A different approach to the business of regulation

The Australian Labor party is promising to take an existing regulation off business for every one new one it puts on. The Labour party here has agreed to a select committee hearing for Rodney Hide’s Regulatory Responsibility Bill.

What’s going on? Aren’t Labour parties supposed to be trigger-happy regulators?

That instinct originated from a socialist mistrust of markets as unfair and oppressive for the weak. Capitalism, for all its wealth-creating energy, had to be tamed before it could be trusted to work in workers’ interests.

The first Labour government even proposed locking into law the sweeping second world war command-economy controls. It pulled back but did pass the Economic Stabilisation Act, under which Ministers of Finance till 1984 could and did dictate wide-ranging controls, even fixing wages and prices.

But shackle the capitalist beast too much and its roar dwindles to a whimper. By the 1980s the issue in this country was not how to tame capitalism but how to revitalise it.

For all the Clark governments’ rhetoric about “1990s excesses”, they have understood that wealth creation needs relatively free markets.

That implies some people profit at others’ expense, some prosper more than others and some get hurt. The issue, for governments of all stripes, is setting the balance.

That implies removing unnecessary, excessive and counterproductive interferences, especially for small and medium-sized enterprises (SMEs), which don’t have the administrative resources big businesses have.

Hence Commerce Minister Lianne Dalziel’s regulation quality review, started last year, to reduce the time, effort and cost of complying with government requirements and laws, with a special focus on SMEs.

Officials are collecting and in small ways responding to business gripes about complex form-filling, complying with audits, overlapping laws and so on. Each gain is small in itself but over time should accumulate. A final report is due end-August and Dalziel wants an ongoing process.

Not enough, say Hide and business lobbies. Hence his bill. He wants to regulate the regulator.

The bill seeks to require all law not to diminish personal security, liberty and rights in contract and property and, if it does, to meet a strict and narrow public interest test.

It emulates Ruth Richardson’s 1994 Fiscal Responsibility Act, now part of the Public Finance Act, which has required governments to keep debt at a “prudent” level, “prudently” manage fiscal risk and maintain a “reasonable degree of predictability” about future levels and stability of tax rates and, if departing from those principles, tell Parliament why. It has had a salutary effect on Budget-making.

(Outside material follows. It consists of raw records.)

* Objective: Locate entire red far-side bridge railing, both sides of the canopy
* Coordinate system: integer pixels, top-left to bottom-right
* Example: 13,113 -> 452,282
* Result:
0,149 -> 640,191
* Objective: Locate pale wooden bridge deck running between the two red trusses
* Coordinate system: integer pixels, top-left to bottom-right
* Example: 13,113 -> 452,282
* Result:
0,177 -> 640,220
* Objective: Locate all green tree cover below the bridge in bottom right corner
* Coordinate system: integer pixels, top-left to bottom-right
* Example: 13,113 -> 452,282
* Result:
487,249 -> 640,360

Hide’s bill lays special emphasis on compensation for taking property and abrogating common law rights and a requirement that government agencies state the reasons for a regulation, the effect on property and other legal rights and alternative options — and publish an official notice if departing from these principles.

Dalziel is not opposed in principle but reckons the bill is unworkable in practice and can’t be made workable. She quotes in support a report by Sir Geoffrey Palmer, now head of the Law Commission, who pronounced it “inapt and inept in conception and in design”.

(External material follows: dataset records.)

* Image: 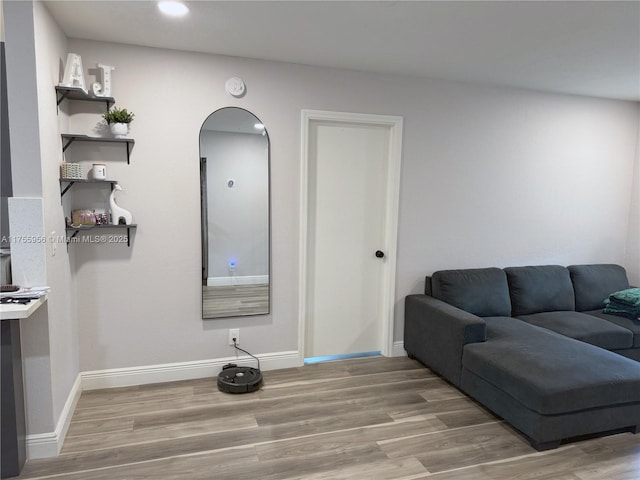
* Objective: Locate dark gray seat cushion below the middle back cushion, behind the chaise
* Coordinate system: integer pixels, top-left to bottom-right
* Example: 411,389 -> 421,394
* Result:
517,312 -> 633,350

Sir Geoffrey focused particularly on a clause aiming to stop the courts reviewing actions taken under Hide’s bill. He compellingly concluded the courts would do so any way. He also said it misconstrued common law rights and could damage other reforms of law-making Dalziel has in train. Sir Geoffrey suggested a White Paper be drafted.

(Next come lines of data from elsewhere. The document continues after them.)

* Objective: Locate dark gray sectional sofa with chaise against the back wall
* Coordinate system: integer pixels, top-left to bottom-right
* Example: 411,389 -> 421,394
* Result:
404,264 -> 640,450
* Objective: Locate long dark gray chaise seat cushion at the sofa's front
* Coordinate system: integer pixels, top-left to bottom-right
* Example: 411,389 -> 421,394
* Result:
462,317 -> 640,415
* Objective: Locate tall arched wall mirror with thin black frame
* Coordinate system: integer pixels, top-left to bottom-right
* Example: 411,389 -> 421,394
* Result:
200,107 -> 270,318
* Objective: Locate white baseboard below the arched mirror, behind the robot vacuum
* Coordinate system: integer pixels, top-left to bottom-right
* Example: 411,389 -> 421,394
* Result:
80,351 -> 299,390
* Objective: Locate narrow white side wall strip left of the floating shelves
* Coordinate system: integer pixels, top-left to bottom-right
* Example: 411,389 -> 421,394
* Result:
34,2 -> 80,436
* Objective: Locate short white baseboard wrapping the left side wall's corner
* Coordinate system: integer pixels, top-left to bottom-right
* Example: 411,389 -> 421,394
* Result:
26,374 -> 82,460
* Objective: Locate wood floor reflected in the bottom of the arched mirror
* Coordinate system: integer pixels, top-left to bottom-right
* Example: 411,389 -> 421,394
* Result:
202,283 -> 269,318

Dalziel’s other reforms are to the processes for assessing the impact of laws, including regulations.

Bills have carried “regulatory impact statements” for some years but they often read more like ex-post-facto justifications than the supposed genuine examination of alternatives to new laws.

Since April 1 the Ministry of Economic Development’s regulatory impact audit unit, which oversees the impact statement process, has been told to send back to the originating agency any “inadequate” statement on a proposal going to the cabinet. (Which presumes, yet to be fully tested, that the unit itself can exercise adequate oversight.)

The cabinet is also insisting on impact statements for policy discussion papers so citizens and businesses can make an early case for rejection, alternative action or amendment.

Hide says he will remove his courts ouster clause but the bill needs much more amendment if he is to get the numbers to enact it. National is still months away from fixing its own competition and regulation policy and is withholding judgment.

But Hide’s bill and Dalziel’s initiatives underline how distant are the “regulation is good” days. New Zealand is a highly creditable No 2 on the World Bank’s “ease of doing business” index. Dalziel wants to be No 1.

It won’t be enough for business. Nothing ever is. But her ambition would once never have crossed a Labour minister’s mind. Times change.